Frogs In A Line

Time to put up the solution to the frogs puzzle from last time.

First of all, let us analyse what sort of move a frog can make, since we are trying to prove that the frogs cannot reach some configuration it makes sense to find some conserved quantity. First let us assume that the frogs start out on the locations [0,0], [0,1], [1,0], [1,1], that is the square they begin on.

Suppose we have a frog at [x1,y1] and another at [x2,y2] and frog 1 jumps frog 2. He then moves to [x1+2(x2-x1),y1+2(y2-y1)], that is, his position increases by double the distance between 1 and 2. First of all, this shows that if they start on integer coordinates, they must remain in integer coordinates, they cannot leave the integer grid through any moves. Anyway, our new frog position is [2x2-x1,2y2-y1]. Specifically, if the x location was even before the jump, it remains even after the jump, and if it was odd, it remains so, similarily for the y coordinate. So we have a conserved quantity for our frog motions. In particular since they start out [even,even], [even,odd], [odd,even], [odd,odd], they will remain so forever. So now we know that it is impossible for two frogs to ever be on the same location, since our frogs all have different parities. This also quickly shows we cannot ever have three frogs on a line that is lined up along our coordinate grid (the lines x=constant or y=constant), but it is less obvious that you cannot have three frogs on an angled line (ax+by=constant), I will show that now.
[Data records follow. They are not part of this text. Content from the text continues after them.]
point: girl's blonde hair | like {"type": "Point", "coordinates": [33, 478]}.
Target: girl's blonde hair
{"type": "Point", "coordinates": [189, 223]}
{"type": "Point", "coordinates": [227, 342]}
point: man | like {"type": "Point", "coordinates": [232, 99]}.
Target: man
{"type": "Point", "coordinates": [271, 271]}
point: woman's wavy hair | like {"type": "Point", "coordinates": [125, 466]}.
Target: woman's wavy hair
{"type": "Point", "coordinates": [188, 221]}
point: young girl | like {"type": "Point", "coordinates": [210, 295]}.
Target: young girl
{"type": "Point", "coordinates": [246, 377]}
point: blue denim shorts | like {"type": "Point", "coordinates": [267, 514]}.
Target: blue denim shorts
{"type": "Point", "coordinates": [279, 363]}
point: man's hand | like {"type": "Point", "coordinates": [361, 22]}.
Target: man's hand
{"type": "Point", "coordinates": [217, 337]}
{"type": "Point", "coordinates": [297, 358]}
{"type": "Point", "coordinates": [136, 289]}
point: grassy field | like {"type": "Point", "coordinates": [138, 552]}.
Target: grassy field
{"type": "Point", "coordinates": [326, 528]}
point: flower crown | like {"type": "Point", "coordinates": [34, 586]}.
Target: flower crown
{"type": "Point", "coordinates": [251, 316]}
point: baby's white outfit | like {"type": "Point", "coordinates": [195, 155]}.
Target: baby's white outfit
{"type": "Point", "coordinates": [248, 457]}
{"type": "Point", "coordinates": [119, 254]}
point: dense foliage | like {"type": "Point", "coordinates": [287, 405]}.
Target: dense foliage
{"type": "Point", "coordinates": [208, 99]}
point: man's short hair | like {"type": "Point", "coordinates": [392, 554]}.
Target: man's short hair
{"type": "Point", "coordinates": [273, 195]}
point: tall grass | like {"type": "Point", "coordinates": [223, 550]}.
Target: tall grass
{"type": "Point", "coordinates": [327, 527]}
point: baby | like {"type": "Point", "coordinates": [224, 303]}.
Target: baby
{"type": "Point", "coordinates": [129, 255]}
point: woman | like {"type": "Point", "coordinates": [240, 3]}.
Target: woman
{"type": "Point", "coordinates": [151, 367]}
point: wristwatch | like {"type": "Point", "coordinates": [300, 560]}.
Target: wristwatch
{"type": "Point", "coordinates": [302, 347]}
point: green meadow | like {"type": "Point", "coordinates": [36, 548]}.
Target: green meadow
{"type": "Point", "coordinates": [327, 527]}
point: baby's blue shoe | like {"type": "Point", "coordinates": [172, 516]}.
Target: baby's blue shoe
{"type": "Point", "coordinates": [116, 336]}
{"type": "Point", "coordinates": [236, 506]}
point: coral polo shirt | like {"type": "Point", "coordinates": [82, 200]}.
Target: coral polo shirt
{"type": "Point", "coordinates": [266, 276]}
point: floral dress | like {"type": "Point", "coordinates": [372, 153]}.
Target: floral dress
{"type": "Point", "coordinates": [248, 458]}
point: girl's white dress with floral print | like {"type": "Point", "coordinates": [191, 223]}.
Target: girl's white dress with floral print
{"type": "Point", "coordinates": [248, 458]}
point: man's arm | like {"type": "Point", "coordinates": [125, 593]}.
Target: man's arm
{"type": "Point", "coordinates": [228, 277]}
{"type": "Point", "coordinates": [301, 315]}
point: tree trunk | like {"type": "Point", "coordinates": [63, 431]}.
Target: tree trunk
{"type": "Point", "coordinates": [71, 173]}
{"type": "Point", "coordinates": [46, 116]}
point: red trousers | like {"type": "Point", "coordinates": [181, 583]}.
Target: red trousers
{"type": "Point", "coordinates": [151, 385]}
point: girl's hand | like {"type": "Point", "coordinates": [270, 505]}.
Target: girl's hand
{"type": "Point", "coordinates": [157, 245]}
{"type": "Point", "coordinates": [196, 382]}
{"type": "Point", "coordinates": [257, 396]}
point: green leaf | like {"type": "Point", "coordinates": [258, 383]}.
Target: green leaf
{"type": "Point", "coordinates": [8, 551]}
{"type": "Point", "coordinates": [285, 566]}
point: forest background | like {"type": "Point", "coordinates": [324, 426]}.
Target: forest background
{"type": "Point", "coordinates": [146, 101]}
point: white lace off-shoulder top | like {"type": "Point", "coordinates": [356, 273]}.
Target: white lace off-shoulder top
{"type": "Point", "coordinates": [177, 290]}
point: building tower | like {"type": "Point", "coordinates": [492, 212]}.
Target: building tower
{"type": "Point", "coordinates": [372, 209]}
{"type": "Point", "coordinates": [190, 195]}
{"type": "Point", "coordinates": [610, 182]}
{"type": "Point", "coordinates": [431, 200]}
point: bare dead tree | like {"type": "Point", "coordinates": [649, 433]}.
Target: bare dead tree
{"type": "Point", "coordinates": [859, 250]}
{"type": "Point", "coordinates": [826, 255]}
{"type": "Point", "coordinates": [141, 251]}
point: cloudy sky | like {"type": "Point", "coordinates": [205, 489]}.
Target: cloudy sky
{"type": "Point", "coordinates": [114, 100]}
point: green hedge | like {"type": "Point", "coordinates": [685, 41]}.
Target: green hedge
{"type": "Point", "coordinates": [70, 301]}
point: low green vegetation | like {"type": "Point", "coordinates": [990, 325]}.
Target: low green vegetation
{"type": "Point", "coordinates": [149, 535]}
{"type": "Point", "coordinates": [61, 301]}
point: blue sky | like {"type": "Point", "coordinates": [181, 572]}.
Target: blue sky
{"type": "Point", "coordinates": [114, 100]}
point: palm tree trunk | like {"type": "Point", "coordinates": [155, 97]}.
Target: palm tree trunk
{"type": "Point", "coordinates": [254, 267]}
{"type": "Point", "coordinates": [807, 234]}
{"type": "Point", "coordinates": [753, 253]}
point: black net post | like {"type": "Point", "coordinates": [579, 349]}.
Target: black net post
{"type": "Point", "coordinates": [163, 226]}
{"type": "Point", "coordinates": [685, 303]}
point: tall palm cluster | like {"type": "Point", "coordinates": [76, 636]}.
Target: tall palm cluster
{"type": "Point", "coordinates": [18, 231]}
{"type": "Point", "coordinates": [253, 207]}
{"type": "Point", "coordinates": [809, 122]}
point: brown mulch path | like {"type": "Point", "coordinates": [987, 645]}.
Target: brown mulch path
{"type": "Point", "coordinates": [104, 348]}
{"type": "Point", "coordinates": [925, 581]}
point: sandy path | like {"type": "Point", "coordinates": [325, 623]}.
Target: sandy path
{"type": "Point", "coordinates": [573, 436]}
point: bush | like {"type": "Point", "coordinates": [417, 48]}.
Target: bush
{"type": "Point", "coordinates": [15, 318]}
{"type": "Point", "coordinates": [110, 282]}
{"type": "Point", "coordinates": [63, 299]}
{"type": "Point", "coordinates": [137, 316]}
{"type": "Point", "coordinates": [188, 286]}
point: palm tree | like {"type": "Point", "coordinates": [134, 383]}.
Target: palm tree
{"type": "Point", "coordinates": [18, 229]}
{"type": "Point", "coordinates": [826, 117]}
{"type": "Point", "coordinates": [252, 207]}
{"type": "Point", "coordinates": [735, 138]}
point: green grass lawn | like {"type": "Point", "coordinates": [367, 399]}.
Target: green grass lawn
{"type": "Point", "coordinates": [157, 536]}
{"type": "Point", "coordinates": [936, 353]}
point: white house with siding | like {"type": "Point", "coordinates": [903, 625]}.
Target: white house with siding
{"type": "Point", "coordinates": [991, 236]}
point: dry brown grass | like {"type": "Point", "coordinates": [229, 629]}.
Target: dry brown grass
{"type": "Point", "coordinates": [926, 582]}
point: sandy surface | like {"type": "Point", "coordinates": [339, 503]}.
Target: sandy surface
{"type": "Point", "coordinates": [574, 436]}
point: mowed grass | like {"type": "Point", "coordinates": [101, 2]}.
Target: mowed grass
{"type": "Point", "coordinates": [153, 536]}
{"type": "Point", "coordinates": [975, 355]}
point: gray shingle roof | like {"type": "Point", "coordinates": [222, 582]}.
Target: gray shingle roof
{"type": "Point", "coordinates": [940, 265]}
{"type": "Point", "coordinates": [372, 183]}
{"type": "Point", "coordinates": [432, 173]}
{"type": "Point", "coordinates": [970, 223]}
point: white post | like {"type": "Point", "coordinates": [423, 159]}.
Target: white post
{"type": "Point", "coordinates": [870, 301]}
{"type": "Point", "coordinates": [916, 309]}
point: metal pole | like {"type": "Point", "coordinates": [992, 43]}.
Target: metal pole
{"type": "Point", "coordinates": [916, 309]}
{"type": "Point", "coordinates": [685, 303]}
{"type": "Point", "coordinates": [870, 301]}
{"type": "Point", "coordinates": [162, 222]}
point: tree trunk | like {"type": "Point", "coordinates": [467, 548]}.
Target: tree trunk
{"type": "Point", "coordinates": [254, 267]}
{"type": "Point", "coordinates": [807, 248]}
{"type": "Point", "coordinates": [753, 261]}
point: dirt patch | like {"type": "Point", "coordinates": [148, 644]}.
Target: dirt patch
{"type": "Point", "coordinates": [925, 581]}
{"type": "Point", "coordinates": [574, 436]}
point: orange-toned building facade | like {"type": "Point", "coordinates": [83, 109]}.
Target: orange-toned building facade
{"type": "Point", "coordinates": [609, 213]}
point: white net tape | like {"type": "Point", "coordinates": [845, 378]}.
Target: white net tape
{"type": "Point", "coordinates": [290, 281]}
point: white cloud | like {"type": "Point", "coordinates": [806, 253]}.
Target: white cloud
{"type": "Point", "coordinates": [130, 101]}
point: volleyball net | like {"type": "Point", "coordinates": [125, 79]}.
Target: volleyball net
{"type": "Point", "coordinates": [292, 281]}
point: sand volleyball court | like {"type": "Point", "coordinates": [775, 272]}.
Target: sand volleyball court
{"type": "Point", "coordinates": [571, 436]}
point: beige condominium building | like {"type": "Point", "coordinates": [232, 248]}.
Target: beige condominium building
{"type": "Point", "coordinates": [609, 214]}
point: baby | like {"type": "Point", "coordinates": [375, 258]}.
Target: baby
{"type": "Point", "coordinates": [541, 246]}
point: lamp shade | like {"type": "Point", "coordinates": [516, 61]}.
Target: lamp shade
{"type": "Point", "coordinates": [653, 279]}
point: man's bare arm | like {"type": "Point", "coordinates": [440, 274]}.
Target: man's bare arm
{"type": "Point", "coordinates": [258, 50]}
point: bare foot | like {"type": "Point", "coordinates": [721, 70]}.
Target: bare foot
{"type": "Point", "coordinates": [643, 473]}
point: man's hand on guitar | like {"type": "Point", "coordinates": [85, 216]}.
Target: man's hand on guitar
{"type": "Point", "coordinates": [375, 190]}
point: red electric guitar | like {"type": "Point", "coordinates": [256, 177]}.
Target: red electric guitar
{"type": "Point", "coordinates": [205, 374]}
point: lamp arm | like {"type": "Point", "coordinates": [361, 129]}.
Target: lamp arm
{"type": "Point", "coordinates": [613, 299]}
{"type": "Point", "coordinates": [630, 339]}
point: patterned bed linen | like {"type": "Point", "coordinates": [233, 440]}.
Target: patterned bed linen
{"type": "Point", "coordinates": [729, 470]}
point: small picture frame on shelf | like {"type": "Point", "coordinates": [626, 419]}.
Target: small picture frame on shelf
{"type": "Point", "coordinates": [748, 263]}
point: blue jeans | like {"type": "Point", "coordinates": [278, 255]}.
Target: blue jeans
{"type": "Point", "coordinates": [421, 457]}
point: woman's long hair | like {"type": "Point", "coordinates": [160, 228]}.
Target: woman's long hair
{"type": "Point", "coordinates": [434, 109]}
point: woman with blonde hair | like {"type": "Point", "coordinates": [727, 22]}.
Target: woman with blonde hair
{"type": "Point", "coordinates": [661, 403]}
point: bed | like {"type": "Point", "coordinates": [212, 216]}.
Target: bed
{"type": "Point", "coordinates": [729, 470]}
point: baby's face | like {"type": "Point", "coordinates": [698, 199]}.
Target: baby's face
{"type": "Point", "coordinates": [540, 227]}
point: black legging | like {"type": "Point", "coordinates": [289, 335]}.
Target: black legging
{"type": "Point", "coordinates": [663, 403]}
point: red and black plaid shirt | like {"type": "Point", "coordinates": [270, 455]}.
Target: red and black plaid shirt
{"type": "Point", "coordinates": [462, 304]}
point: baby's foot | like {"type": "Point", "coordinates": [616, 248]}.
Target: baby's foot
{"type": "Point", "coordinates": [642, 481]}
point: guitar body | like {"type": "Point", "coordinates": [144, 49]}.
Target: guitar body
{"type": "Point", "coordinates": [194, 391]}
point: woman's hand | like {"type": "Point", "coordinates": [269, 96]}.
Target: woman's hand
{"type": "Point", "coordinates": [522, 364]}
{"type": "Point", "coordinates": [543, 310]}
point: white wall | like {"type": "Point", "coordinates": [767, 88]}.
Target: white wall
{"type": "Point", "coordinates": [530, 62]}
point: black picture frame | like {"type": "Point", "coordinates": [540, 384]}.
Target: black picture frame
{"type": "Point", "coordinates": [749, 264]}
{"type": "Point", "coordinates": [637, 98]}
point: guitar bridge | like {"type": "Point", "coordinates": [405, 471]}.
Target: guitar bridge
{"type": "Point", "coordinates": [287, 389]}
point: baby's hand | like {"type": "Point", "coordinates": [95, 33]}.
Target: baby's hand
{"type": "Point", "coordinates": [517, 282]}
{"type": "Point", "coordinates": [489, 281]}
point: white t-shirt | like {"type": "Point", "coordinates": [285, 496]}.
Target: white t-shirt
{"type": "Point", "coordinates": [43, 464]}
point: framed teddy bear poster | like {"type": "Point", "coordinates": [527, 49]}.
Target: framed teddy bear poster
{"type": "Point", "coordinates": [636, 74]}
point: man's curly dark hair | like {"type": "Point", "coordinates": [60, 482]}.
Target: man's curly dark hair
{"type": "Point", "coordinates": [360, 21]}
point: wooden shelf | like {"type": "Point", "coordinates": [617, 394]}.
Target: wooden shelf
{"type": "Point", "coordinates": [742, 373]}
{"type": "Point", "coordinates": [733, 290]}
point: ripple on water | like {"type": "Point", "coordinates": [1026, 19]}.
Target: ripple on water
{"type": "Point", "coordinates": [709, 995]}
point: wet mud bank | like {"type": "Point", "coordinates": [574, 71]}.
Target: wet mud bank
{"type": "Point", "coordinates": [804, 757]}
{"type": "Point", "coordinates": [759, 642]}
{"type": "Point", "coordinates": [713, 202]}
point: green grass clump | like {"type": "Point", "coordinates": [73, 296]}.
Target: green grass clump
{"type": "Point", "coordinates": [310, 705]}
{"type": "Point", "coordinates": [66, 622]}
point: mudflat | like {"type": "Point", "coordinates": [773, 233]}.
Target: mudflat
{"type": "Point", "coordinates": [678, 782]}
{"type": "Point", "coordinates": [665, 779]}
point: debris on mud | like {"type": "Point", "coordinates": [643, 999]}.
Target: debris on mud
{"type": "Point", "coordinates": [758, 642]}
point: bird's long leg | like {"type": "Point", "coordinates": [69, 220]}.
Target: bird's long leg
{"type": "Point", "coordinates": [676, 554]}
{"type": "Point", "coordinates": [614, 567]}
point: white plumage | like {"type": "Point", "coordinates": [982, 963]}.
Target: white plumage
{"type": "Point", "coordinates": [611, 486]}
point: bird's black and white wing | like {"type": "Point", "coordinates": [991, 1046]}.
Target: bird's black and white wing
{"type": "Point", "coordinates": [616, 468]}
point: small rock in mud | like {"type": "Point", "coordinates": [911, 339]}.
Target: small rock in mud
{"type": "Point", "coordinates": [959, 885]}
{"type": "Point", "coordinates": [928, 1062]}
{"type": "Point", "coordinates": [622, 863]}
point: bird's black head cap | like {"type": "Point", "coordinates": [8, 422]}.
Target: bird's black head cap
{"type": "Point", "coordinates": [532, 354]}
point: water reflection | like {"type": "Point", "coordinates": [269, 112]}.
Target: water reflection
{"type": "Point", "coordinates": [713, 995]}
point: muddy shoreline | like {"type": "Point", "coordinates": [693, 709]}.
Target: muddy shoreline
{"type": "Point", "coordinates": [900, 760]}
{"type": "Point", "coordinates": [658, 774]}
So, suppose you were to reach some configuration where the frogs are all on a line (at different places on the line of course, we know they cannot share a location). That line goes through infinitely many points on our grid, all spaced out a distance d apart. Identify the middle frog, and the other two frogs are distances u and v away from it. We can see that u and v must both be positive integer multiples of d, and if u=v we can have one frog jump to get two frogs on the same location, so u cannot equal v. Suppose u is less than v (if not, rename u and v), have the frog that is distance u away jump over the middle frog. The jumping frog will become the new middle frog and the distances are now u and v-u. Call the smaller of these two u' and the larger one v'. We can see that u'+v'=v, so u'+v' is smaller than u+v. If u' does not equal v', then repeat the process, have the frog u' away jump the middle frog. We will keep repeating this process, and each time we do, we make u and v smaller numbers. But they are always integer multiples of d so eventually we will get to a point where two frogs must share a location (it cannot take more than the initial (u+v)/d steps to do this). At this point we have a contradiction.

I suppose one could also analyse ax+by=c for values of x and y being even and odd and show that you won't have three frogs on a line without breaking the parity rule, but then you have to go through all sorts of arguments about a, b, and c being integers first. Its not really any harder that way, but I find the argument of the previous paragraph more compelling.

If you want a follow up problem to this, it was given in the comments last time, show that you cannot ever have the four frogs arrange themselves into a larger square. The solution was also given in the comments, so I won't go over it.

1 comment:

Ben Williams said...

This solution, in fancy language, reduces the problem from the lattice Z^2 to the vector space F^2 where F is Z/2. That is, instead of thinking about (a,b) where a, b are integers, we think of a and b as simply being even or odd, or 1 or 0. From now on, I'll just write (1,0) etc to indicate a point in F^2.

The solution observes that the positions of the frogs (reduced to F^2) do not change at all when they 'jump'.

It is the case that F is a field, which has the implication that all lines in F^2 are equivalent. That is, for any two lines L, M in F^2 (and there are only 6, but the argument works for K^n where K is any field and n is any integer) there is a symmetry of F^2 taking L to M. To see this, it suffices to show that there is a symmetry taking a given line, L, to a standard line such as x=0. A translation can be used to ensure L passes through the origin. Then L takes the form t(a,b) where t is a parameter and (a,b) is a nonzero vector. Because (a,b) is nonzero, we can use it as the first column of some invertible matrix, A, and then we find that A^(-1) will translate our line L to the line x=0.

Notably, every line in F^2 has the same number of points on it as x=0 does, which is 2: (0,0), (0,1). This means that at no stage can three frogs lie on a line in Z^2, since we could reduce to F^2 and discover three frogs, each at a different point of F^2, lying on a line in F^2, which is a contradiction.

This line of argumentation gets you out of discussing cases (at the considerable expense of having to have already developed a theory of affine symmetries of general vector spaces).

This question is interesting because it starts to raise questions about how one should even go about defining 'a line' in general. Clearly we don't want something stupid like 'all multiples of (2,2)' to be a line in Z^2.